En 1988, l’époque du film, j’étais plus jeune que Donnie Darko, je n’avais que 13 ans. Mais je me souviens de certaines choses dont je me suis inspiré. Mes disputes avec les profs, par exemple, ou encore le fait d’avoir été choqué parce que le club de golf de la ville refusait d’inscrire les noirs et les juifs. Je me souviens de cette frustration que l’on ressent forcément à cet âge, de cette envie de faire tout sauter une bonne fois pour toutes. En fait, je pense que les problèmes que l’Amérique traverse actuellement, tel que le massacre de Columbine, trouvent leurs racines à cette époque. Lorsque les parents bourraient leurs enfants de médicaments et les emmenaient voir un thérapeute au moindre prétexte.

Vous êtes très critique envers cette période, mais on ressent également une grande nostalgie en voyant votre film…

C’est terrible car je crois que si l’on faisait un sondage pour connaître « la pire décennie de tous les temps », les années 80 arriveraient en tête. Mais, en même temps, on ne peut s’empêcher d’éprouver une certaine nostalgie.

Dans ce processus nostalgique, la BO joue un rôle clef avec des titres de Tears For Fears, Echo And The Bunnymen, Joy Division…

Oui, la musique joue un rôle fondamental, la seule écoute des titres doit renvoyer les spectateurs aux années 80. Les chansons devaient être emblématiques de cette période mais on ne voulait pas choisir des titres trop évidents. On a donc cherché de la bonne musique des années 80, ce qui n’a pas été facile.

Dans le film il est question d’un univers parallèle, mais on ne sait jamais s’il est le produit de l’imagination délirante de Donnie Darko, la résultante de sa schizophrénie, ou s’il existe « réellement » ?

Je ne vois pas l’intérêt de donner toutes les réponses aux spectateurs, tout simplement parce que je ne les possède pas moi-même. Pour moi, il s’agit avant tout d’un voyage dans le temps, j’ai d’ailleurs écrit les huit premiers chapitres du livre que Donnie Darko a en sa possession. On peut les lire sur le site officiel du film. Donnie Darko est avant tout un film de science-fiction qui possède sa propre logique interne. Mais d’autres interprétations sont possibles… elles sont toutes valables. Ce qui comptait, c’était surtout de ne pas faire prévaloir un point de vue sur un autre.

Quel a été l’accueil du film aux Etats-Unis ?

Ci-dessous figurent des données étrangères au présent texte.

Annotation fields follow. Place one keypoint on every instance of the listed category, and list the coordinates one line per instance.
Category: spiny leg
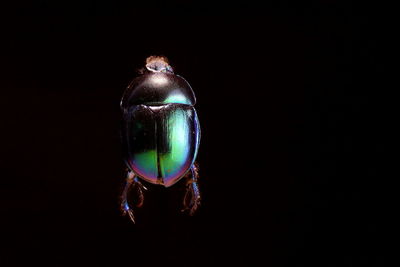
(191, 200)
(132, 181)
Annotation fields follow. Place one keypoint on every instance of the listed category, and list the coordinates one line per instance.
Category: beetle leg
(191, 200)
(132, 181)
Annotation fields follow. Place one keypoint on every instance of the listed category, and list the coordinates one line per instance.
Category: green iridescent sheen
(178, 144)
(147, 162)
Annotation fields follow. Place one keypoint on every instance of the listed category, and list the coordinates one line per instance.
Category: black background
(289, 104)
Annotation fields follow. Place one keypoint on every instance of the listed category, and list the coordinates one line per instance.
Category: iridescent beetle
(160, 134)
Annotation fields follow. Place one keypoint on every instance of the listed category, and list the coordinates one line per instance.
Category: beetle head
(158, 64)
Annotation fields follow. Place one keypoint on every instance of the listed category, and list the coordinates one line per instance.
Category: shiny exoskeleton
(160, 133)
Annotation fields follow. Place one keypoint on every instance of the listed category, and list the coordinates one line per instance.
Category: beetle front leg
(132, 181)
(191, 200)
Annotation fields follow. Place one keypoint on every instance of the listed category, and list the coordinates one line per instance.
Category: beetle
(160, 134)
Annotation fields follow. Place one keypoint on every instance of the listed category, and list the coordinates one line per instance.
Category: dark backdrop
(289, 104)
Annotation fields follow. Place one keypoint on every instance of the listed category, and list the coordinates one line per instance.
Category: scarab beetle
(160, 134)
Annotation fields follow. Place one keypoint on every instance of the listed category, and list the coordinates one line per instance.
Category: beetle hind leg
(191, 200)
(132, 182)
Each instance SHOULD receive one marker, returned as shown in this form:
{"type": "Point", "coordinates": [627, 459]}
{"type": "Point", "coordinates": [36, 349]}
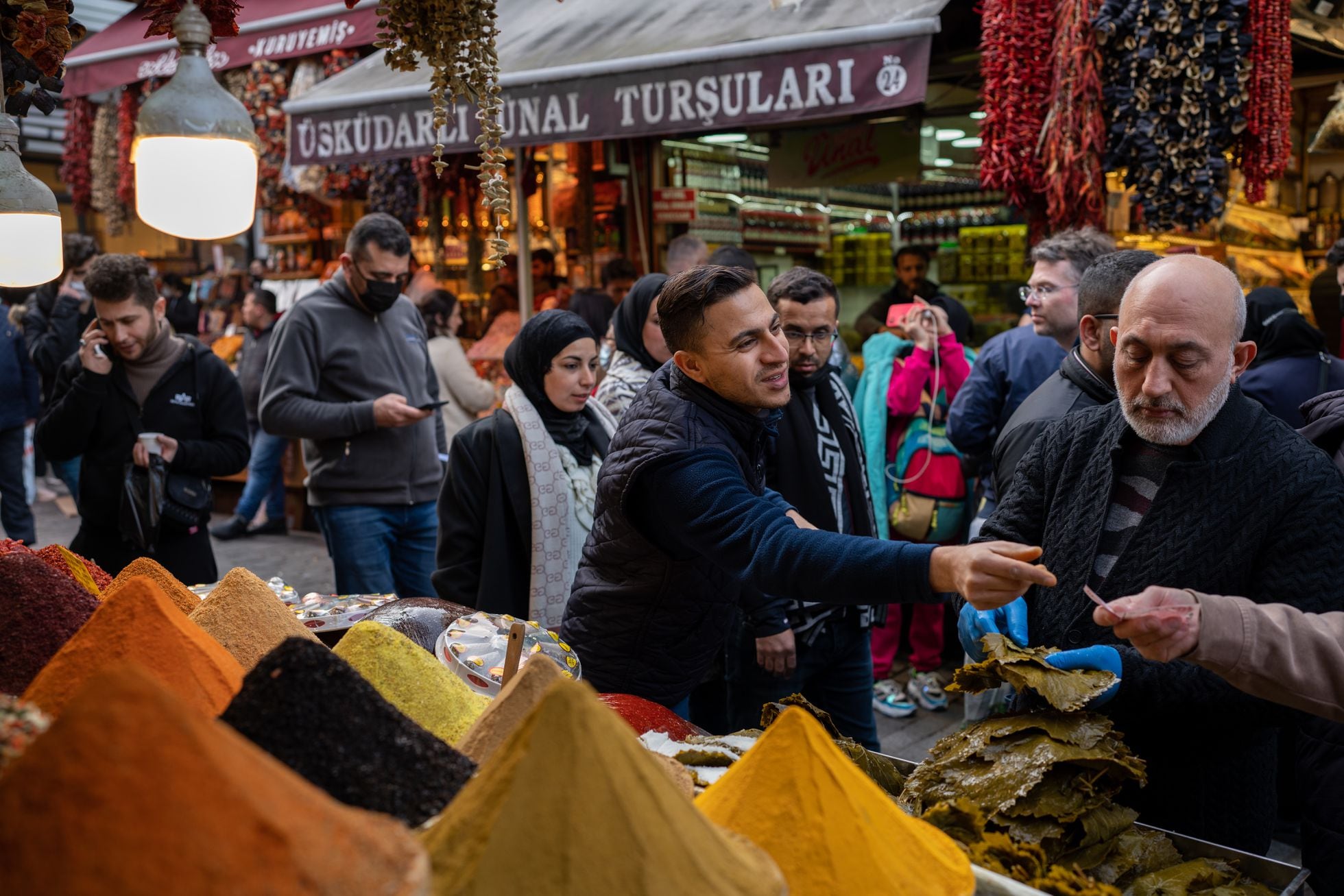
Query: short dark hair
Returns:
{"type": "Point", "coordinates": [115, 278]}
{"type": "Point", "coordinates": [910, 250]}
{"type": "Point", "coordinates": [803, 285]}
{"type": "Point", "coordinates": [1336, 256]}
{"type": "Point", "coordinates": [383, 232]}
{"type": "Point", "coordinates": [619, 269]}
{"type": "Point", "coordinates": [1079, 247]}
{"type": "Point", "coordinates": [733, 257]}
{"type": "Point", "coordinates": [684, 298]}
{"type": "Point", "coordinates": [265, 298]}
{"type": "Point", "coordinates": [1105, 281]}
{"type": "Point", "coordinates": [77, 249]}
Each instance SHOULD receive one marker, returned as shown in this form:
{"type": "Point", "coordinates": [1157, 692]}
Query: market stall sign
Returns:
{"type": "Point", "coordinates": [105, 70]}
{"type": "Point", "coordinates": [673, 206]}
{"type": "Point", "coordinates": [694, 99]}
{"type": "Point", "coordinates": [859, 154]}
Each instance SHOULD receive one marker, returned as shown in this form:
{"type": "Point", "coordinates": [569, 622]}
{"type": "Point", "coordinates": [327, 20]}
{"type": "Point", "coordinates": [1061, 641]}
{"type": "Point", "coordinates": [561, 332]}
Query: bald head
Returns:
{"type": "Point", "coordinates": [1176, 347]}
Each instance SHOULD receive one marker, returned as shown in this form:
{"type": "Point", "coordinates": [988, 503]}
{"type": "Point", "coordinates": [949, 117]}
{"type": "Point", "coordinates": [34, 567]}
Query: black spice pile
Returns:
{"type": "Point", "coordinates": [39, 610]}
{"type": "Point", "coordinates": [308, 708]}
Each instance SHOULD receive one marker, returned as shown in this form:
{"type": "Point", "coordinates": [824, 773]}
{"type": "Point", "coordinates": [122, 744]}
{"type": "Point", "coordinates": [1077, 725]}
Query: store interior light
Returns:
{"type": "Point", "coordinates": [195, 148]}
{"type": "Point", "coordinates": [30, 222]}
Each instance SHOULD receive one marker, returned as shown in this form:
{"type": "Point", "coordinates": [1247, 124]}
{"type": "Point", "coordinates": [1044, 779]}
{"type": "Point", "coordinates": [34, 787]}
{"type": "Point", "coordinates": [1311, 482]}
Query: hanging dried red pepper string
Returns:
{"type": "Point", "coordinates": [1268, 144]}
{"type": "Point", "coordinates": [1073, 136]}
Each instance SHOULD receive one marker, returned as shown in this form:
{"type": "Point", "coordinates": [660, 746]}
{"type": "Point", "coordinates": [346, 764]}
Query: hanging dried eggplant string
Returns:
{"type": "Point", "coordinates": [457, 39]}
{"type": "Point", "coordinates": [75, 155]}
{"type": "Point", "coordinates": [1176, 89]}
{"type": "Point", "coordinates": [128, 106]}
{"type": "Point", "coordinates": [1016, 38]}
{"type": "Point", "coordinates": [102, 163]}
{"type": "Point", "coordinates": [1073, 137]}
{"type": "Point", "coordinates": [1268, 143]}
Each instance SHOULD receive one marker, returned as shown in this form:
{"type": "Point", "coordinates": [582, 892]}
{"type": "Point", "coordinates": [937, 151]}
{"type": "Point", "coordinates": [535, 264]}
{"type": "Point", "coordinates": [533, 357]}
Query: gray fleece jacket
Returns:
{"type": "Point", "coordinates": [330, 361]}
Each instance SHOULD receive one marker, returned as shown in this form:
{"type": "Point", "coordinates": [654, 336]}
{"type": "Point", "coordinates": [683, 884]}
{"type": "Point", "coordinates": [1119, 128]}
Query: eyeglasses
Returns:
{"type": "Point", "coordinates": [820, 340]}
{"type": "Point", "coordinates": [1044, 292]}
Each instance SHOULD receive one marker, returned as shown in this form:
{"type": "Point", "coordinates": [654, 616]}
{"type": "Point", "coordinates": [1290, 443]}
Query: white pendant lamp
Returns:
{"type": "Point", "coordinates": [30, 222]}
{"type": "Point", "coordinates": [195, 148]}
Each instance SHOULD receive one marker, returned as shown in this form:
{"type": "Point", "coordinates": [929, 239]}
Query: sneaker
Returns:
{"type": "Point", "coordinates": [235, 529]}
{"type": "Point", "coordinates": [926, 690]}
{"type": "Point", "coordinates": [890, 700]}
{"type": "Point", "coordinates": [270, 527]}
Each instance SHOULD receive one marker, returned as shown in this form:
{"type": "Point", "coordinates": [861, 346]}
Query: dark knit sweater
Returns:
{"type": "Point", "coordinates": [1257, 513]}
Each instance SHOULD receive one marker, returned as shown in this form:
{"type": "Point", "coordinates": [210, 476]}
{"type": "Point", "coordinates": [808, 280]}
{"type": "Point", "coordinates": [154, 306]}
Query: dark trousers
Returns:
{"type": "Point", "coordinates": [15, 513]}
{"type": "Point", "coordinates": [834, 672]}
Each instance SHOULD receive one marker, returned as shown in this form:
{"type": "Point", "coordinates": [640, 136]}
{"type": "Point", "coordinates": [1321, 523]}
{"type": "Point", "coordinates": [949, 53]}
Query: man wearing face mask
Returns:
{"type": "Point", "coordinates": [350, 375]}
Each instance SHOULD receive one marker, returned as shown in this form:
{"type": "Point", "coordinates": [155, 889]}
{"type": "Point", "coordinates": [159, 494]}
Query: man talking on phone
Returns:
{"type": "Point", "coordinates": [134, 389]}
{"type": "Point", "coordinates": [350, 375]}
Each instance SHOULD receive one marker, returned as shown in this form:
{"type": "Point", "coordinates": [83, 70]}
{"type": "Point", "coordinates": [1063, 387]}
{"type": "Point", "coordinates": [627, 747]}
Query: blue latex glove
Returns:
{"type": "Point", "coordinates": [1097, 657]}
{"type": "Point", "coordinates": [1009, 620]}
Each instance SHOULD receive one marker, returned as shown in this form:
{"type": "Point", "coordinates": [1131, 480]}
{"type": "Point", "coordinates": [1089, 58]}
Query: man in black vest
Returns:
{"type": "Point", "coordinates": [686, 529]}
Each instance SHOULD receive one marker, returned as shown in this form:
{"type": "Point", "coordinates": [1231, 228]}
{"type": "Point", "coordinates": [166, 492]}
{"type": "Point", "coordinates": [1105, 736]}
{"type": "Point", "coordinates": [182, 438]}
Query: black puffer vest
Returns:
{"type": "Point", "coordinates": [641, 621]}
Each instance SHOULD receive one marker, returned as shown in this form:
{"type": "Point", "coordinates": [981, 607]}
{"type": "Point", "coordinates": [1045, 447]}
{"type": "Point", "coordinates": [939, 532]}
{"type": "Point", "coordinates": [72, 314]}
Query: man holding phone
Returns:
{"type": "Point", "coordinates": [350, 375]}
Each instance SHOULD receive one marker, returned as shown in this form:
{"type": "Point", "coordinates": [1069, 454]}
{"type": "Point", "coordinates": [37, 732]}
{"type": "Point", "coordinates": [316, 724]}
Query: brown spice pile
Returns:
{"type": "Point", "coordinates": [511, 707]}
{"type": "Point", "coordinates": [245, 616]}
{"type": "Point", "coordinates": [140, 624]}
{"type": "Point", "coordinates": [132, 792]}
{"type": "Point", "coordinates": [176, 592]}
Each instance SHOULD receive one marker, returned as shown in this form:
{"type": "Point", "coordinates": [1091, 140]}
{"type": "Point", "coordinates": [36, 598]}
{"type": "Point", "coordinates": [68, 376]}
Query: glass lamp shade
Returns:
{"type": "Point", "coordinates": [195, 187]}
{"type": "Point", "coordinates": [30, 249]}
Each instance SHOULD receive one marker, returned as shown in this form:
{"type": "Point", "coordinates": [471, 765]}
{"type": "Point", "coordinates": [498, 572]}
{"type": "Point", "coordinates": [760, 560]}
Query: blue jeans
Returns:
{"type": "Point", "coordinates": [381, 548]}
{"type": "Point", "coordinates": [264, 477]}
{"type": "Point", "coordinates": [834, 672]}
{"type": "Point", "coordinates": [15, 513]}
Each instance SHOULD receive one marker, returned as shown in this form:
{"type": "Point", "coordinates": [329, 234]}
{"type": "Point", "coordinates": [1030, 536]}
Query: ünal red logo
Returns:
{"type": "Point", "coordinates": [835, 152]}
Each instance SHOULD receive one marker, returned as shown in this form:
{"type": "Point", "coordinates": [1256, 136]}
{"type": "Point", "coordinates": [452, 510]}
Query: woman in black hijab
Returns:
{"type": "Point", "coordinates": [518, 500]}
{"type": "Point", "coordinates": [1291, 363]}
{"type": "Point", "coordinates": [640, 350]}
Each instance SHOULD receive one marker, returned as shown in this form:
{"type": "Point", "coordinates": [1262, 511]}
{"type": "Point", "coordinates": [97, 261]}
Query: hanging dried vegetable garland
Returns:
{"type": "Point", "coordinates": [1268, 143]}
{"type": "Point", "coordinates": [128, 106]}
{"type": "Point", "coordinates": [1176, 89]}
{"type": "Point", "coordinates": [74, 155]}
{"type": "Point", "coordinates": [1015, 64]}
{"type": "Point", "coordinates": [102, 165]}
{"type": "Point", "coordinates": [1073, 137]}
{"type": "Point", "coordinates": [457, 39]}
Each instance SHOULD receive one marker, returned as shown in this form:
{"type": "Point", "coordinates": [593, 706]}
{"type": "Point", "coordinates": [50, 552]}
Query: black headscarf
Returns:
{"type": "Point", "coordinates": [1277, 328]}
{"type": "Point", "coordinates": [631, 315]}
{"type": "Point", "coordinates": [527, 361]}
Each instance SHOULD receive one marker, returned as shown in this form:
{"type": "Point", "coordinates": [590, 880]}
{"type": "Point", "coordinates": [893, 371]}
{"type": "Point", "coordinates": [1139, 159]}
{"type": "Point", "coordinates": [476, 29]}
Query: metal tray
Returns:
{"type": "Point", "coordinates": [1286, 879]}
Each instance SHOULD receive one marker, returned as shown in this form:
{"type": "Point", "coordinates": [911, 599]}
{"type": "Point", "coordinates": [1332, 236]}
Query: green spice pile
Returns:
{"type": "Point", "coordinates": [309, 710]}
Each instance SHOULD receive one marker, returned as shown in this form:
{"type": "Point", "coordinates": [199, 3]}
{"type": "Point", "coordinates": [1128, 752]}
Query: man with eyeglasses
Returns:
{"type": "Point", "coordinates": [350, 375]}
{"type": "Point", "coordinates": [1086, 378]}
{"type": "Point", "coordinates": [817, 465]}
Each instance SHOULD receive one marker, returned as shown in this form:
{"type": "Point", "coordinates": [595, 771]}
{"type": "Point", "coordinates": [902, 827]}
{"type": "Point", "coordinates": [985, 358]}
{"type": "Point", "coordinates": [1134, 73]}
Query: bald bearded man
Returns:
{"type": "Point", "coordinates": [1183, 481]}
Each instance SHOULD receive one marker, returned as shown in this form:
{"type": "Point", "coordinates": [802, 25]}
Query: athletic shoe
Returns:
{"type": "Point", "coordinates": [925, 688]}
{"type": "Point", "coordinates": [890, 700]}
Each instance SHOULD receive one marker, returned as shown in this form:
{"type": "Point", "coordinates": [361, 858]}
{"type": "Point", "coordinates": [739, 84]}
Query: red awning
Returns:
{"type": "Point", "coordinates": [267, 30]}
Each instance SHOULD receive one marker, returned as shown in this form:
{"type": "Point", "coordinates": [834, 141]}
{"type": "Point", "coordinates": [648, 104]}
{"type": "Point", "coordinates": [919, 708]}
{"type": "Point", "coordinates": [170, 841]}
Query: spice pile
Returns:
{"type": "Point", "coordinates": [827, 825]}
{"type": "Point", "coordinates": [636, 833]}
{"type": "Point", "coordinates": [137, 622]}
{"type": "Point", "coordinates": [309, 710]}
{"type": "Point", "coordinates": [411, 680]}
{"type": "Point", "coordinates": [134, 792]}
{"type": "Point", "coordinates": [39, 612]}
{"type": "Point", "coordinates": [245, 616]}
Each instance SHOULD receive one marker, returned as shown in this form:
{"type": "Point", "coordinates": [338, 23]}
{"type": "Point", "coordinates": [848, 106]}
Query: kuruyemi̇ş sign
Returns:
{"type": "Point", "coordinates": [732, 93]}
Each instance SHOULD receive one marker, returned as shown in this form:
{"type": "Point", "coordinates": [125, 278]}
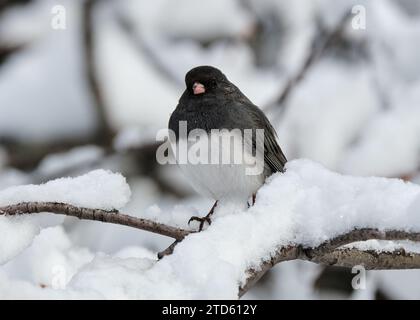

Il est sorti dans des conditions difficiles ; avec peu de pub et durant le week-end d’Halloween où pas moins de 17 films ont été distribués. Malgré tout, il a remporté un certain succès, notamment dans le circuit d’art et essai. Beaucoup de spectateurs sont allés voir le film plusieurs fois, il est devenu en quelque sorte une oeuvre culte. Maintenant, on attend avec impatience les résultats de la sortie en Europe.